In 1918, the United States proved militarily decisive in the defeat of the Kaiser’s Germany and emerged as first power on earth.
World War II, ending in 1945, produced two truly victorious nations, the Soviet Union of Joseph Stalin and the America of Harry Truman.
Out of the Cold War that lasted from Truman to the disintegration of the Soviet Empire and breakup of the Soviet Union at the end of Ronald Reagan’s term came a lone victor: the last superpower, the United States.
Who emerged triumphant from the post-Cold War era, 1991-2011?
Indisputably, it is China, whose 10-12 percent annual growth vaulted her past Italy, France, Britain, Germany, and Japan to become the world’s second-largest economy and America’s lone rival for first manufacturing power.
If we use a metric called “purchasing power parity,” China overtakes America in 2016. Says the International Monetary Fund, the American era is over.
Strategically, too, the United States seems in retreat, nowhere more so than in that region that was the focus of George W. Bush’s “global democratic revolution.” And no nation reflects more the relative loss of U.S. power and influence than does Israel, whose isolation is today unprecedented.
A decade ago, Turkey, a NATO ally of 50 years, was a quiet friend and partner to Israel. Today, the Palestinians in Gaza view the Turks as among their staunchest friends in the Middle East.
President Hosni Mubarak of Egypt scrupulously adhered to the terms of his predecessor’s peace treaty with Israel and maintained the western end of the Israeli blockade of Gaza.
Since he fell, the interim Egyptian regime has midwifed a unity government of Fatah and Hamas, moved to establish diplomatic relations with Tehran for the first time since the fall of the shah, and begun to lift the Gaza blockade. September’s elections are almost guaranteed to deliver to parliament a huge if not controlling bloc from the Muslim Brotherhood.
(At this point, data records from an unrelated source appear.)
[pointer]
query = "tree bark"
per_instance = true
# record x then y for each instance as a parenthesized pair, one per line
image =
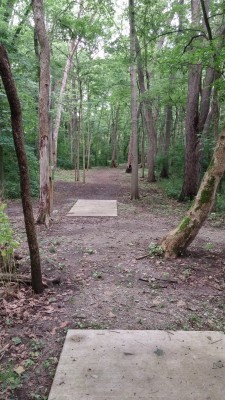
(73, 47)
(176, 241)
(169, 120)
(114, 127)
(1, 173)
(148, 116)
(43, 114)
(17, 131)
(133, 77)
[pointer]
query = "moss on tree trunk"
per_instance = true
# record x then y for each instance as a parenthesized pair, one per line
(176, 241)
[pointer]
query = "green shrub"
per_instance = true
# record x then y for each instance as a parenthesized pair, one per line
(7, 242)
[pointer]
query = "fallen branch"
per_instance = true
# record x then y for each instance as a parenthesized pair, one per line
(141, 257)
(19, 278)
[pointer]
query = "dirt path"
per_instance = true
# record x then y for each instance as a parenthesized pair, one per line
(104, 283)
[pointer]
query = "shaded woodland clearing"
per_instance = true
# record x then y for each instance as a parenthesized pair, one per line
(104, 281)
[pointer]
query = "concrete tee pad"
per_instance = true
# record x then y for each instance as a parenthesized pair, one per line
(140, 365)
(94, 208)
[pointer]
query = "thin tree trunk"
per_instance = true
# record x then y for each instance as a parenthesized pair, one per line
(88, 134)
(176, 241)
(169, 120)
(18, 137)
(81, 125)
(73, 46)
(1, 174)
(143, 146)
(43, 111)
(148, 117)
(216, 113)
(114, 128)
(133, 77)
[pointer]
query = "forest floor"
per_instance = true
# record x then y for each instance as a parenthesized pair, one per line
(107, 279)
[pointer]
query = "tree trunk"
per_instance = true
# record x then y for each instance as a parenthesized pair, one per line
(169, 120)
(114, 128)
(1, 173)
(176, 241)
(192, 150)
(43, 112)
(134, 131)
(148, 117)
(73, 47)
(17, 130)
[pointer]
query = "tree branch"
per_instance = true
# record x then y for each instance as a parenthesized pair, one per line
(205, 16)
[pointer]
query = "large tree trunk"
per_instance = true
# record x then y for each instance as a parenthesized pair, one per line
(43, 112)
(192, 150)
(176, 241)
(17, 130)
(134, 110)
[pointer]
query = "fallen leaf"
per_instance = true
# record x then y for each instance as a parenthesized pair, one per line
(19, 370)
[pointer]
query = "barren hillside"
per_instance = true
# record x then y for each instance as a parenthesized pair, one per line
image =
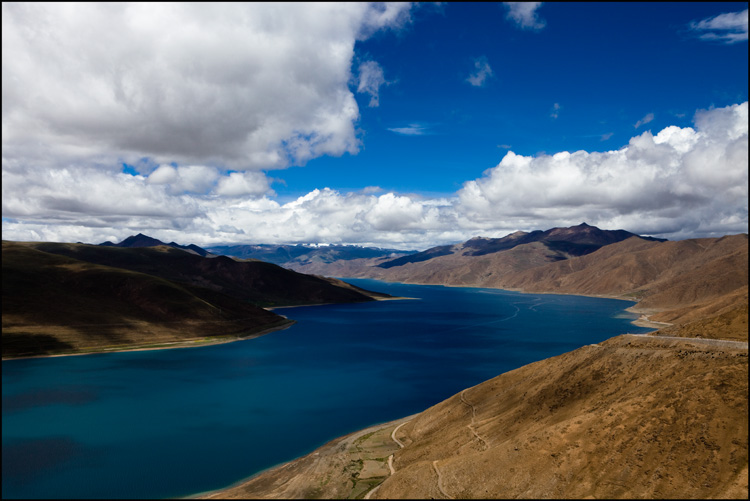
(632, 417)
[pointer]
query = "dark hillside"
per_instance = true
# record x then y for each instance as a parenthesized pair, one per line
(261, 283)
(55, 304)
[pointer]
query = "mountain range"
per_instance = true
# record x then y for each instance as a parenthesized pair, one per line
(61, 298)
(656, 416)
(306, 254)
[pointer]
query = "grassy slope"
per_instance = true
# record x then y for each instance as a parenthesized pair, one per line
(55, 304)
(261, 283)
(630, 418)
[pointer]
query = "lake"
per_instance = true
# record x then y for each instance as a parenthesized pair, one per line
(170, 423)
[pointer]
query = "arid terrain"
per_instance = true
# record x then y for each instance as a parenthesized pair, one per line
(632, 417)
(61, 299)
(656, 416)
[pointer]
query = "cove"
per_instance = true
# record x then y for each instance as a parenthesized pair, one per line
(170, 423)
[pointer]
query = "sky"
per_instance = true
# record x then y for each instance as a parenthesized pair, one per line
(393, 125)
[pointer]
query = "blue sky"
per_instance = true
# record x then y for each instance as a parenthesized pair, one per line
(395, 125)
(606, 65)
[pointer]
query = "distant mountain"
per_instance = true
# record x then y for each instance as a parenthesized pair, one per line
(71, 298)
(669, 279)
(141, 240)
(55, 304)
(562, 242)
(302, 254)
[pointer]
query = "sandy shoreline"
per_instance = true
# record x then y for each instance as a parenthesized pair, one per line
(197, 342)
(344, 453)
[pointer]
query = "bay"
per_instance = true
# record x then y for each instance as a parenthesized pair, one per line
(170, 423)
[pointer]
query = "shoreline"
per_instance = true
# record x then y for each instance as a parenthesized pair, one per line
(318, 455)
(196, 342)
(641, 321)
(393, 298)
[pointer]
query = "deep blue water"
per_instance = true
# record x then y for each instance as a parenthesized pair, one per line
(170, 423)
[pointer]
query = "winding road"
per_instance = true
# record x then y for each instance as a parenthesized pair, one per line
(390, 458)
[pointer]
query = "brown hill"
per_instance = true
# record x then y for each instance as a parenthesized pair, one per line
(632, 417)
(53, 304)
(258, 282)
(72, 298)
(675, 281)
(671, 277)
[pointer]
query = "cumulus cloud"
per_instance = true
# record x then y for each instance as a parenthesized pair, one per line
(729, 28)
(524, 14)
(482, 72)
(680, 182)
(643, 121)
(370, 79)
(245, 86)
(690, 181)
(555, 110)
(411, 130)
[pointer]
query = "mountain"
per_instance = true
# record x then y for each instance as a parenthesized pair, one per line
(561, 242)
(141, 240)
(672, 278)
(66, 298)
(480, 261)
(654, 417)
(302, 255)
(54, 304)
(658, 416)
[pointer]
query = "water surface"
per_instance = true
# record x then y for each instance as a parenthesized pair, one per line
(168, 423)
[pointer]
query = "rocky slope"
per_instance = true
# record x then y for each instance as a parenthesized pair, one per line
(662, 416)
(73, 298)
(675, 281)
(632, 417)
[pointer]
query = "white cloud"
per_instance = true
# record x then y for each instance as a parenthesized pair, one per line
(643, 121)
(482, 72)
(370, 79)
(524, 14)
(241, 86)
(691, 181)
(411, 130)
(681, 182)
(729, 28)
(243, 184)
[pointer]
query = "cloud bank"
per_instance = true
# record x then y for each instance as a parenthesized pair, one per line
(524, 15)
(677, 183)
(729, 28)
(248, 86)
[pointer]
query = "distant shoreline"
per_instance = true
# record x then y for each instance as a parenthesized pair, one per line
(196, 342)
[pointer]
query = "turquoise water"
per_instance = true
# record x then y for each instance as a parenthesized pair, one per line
(170, 423)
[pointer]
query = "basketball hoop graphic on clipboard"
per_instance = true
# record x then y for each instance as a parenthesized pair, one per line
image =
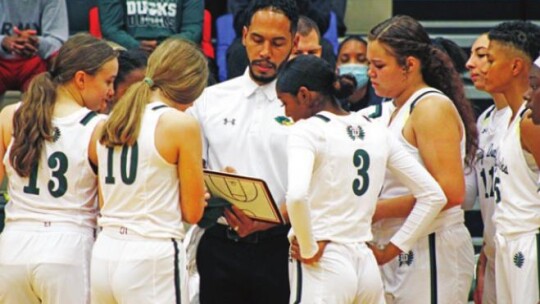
(249, 194)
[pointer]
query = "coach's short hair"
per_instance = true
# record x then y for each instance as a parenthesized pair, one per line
(286, 7)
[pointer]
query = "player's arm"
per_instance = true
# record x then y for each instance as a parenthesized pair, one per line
(6, 131)
(428, 195)
(437, 136)
(92, 154)
(530, 133)
(300, 170)
(178, 140)
(438, 132)
(192, 191)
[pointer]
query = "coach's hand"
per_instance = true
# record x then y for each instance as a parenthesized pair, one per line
(242, 224)
(386, 254)
(295, 252)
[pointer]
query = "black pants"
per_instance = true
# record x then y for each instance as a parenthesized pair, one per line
(253, 270)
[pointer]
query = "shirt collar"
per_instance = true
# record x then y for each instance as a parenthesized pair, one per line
(250, 87)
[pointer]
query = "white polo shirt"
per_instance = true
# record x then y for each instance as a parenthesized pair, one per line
(244, 126)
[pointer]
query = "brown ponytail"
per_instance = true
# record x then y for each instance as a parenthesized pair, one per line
(32, 122)
(177, 68)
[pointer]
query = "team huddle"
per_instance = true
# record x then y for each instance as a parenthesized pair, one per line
(372, 200)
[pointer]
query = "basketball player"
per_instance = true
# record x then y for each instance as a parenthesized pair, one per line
(337, 162)
(513, 47)
(151, 180)
(47, 144)
(491, 125)
(434, 123)
(532, 96)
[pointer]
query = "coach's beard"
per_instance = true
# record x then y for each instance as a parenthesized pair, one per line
(260, 78)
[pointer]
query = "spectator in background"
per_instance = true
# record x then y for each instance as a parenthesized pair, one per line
(309, 39)
(145, 24)
(82, 17)
(237, 60)
(131, 69)
(340, 7)
(455, 52)
(31, 32)
(352, 59)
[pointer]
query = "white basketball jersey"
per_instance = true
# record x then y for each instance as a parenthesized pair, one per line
(392, 187)
(350, 160)
(380, 112)
(140, 188)
(62, 188)
(491, 126)
(518, 202)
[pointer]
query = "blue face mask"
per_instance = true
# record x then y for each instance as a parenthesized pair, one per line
(359, 71)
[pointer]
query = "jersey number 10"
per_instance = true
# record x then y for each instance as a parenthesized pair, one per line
(128, 175)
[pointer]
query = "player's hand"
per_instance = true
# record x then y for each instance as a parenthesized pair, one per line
(296, 254)
(26, 43)
(242, 224)
(385, 255)
(148, 45)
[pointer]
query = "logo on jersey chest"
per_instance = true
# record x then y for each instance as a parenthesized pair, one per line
(56, 134)
(283, 120)
(406, 258)
(501, 166)
(355, 132)
(229, 121)
(519, 259)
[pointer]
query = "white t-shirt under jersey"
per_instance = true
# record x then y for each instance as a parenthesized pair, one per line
(518, 201)
(336, 170)
(140, 188)
(491, 126)
(63, 188)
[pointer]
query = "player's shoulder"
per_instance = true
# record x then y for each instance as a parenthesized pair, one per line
(178, 121)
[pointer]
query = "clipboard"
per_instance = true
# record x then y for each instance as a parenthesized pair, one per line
(249, 194)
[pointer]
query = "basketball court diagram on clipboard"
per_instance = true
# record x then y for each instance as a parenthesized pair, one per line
(251, 195)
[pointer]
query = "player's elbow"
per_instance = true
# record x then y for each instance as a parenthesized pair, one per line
(192, 218)
(193, 214)
(454, 198)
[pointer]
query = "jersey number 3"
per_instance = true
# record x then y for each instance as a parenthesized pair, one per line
(361, 162)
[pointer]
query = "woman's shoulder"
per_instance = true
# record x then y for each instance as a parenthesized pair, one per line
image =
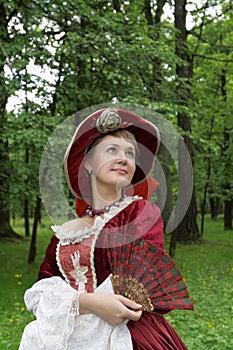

While the Brotherhood appears to be the strongest party in Egypt, it has held back from openly seeking the presidency or absolute power in the legislature. It appears to be playing a waiting game. After them, us.
Mahmoud Abbas, the Palestinian leader who had looked to President Obama to bring a halt to new Israeli settlements in the West Bank and East Jerusalem and preside over peace talks, appears to have given up on the Americans.
Though the beneficiary of hundreds of millions in U.S. aid, he has entered a coalition with his old enemy Hamas, and together—if they can stay together—they plan to seek recognition of an independent Palestine by vote of the U.N. General Assembly in September.
The likelihood is that the overwhelming majority, including many of America’s allies, will vote to recognize Palestine and seat it in the General Assembly, where it can make demands on Israel, backed by U.N. sanctions, to terminate its occupation and vacate its national territory.
The General Assembly resolution will set as the borders of Palestine those that existed between 1948 and 1967. But, today, beyond those borders live no fewer than 500,000 Israeli Jews.
While the United States vetoed a recent Security Council resolution condemning Prime Minister Benjamin Netanyahu’s continued expansion of settlements, we have no veto in the General Assembly. If Obama opposes the U.N. resolution, we and Israel will stand virtually alone.
Nor are these the only crises Israel confronts.
To Israel’s north is Hezbollah, which has become the dominant force in Lebanon. To the south is Gaza, dominated by Hamas, which has never accepted Israel’s existence. Israel has fought wars with both.
To the east is the West Bank, where the Palestinian Authority appears to have given up on U.S.-sponsored peace talks. Beyond lies Jordan, whose King Abdullah rules over millions of Palestinians, who is under pressure to take a tougher stand against Israel and who has no love for Bibi Netanyahu.
And what happened Sunday on the 63rd anniversary of Israel’s independence and the Palestinian “nakba,” or “catastrophe,” where 700,000 fled or were driven into exile, is perhaps the most ominous portent of all.
Palestinian protesters approached the fence separating Lebanon and Israel and climbed the fence on the Israeli-occupied Golan heights to come and reclaim Palestinian lands. Fifteen to 20 were shot to death and scores were wounded by Israeli troops.
Though the White House backed Israel, across Europe what Israel did to these protesters seemed exactly what the king of Bahrain and the president of Yemen had done to theirs.
Given the coordination of the Palestinian actions, we may be on the verge either of a Facebook revolution or a “third intifada,” an uprising by Palestinians in Israel, the occupied territories, and Lebanon, Syria, Jordan, and Egypt, where hundreds of thousands of descendants of the original exiles still live.
Such an uprising would divert the attention of Arab peoples from the failures of their own regimes and isolate Israel and her principal—indeed, only—ally, the United States, as they have never been before in the Arab world.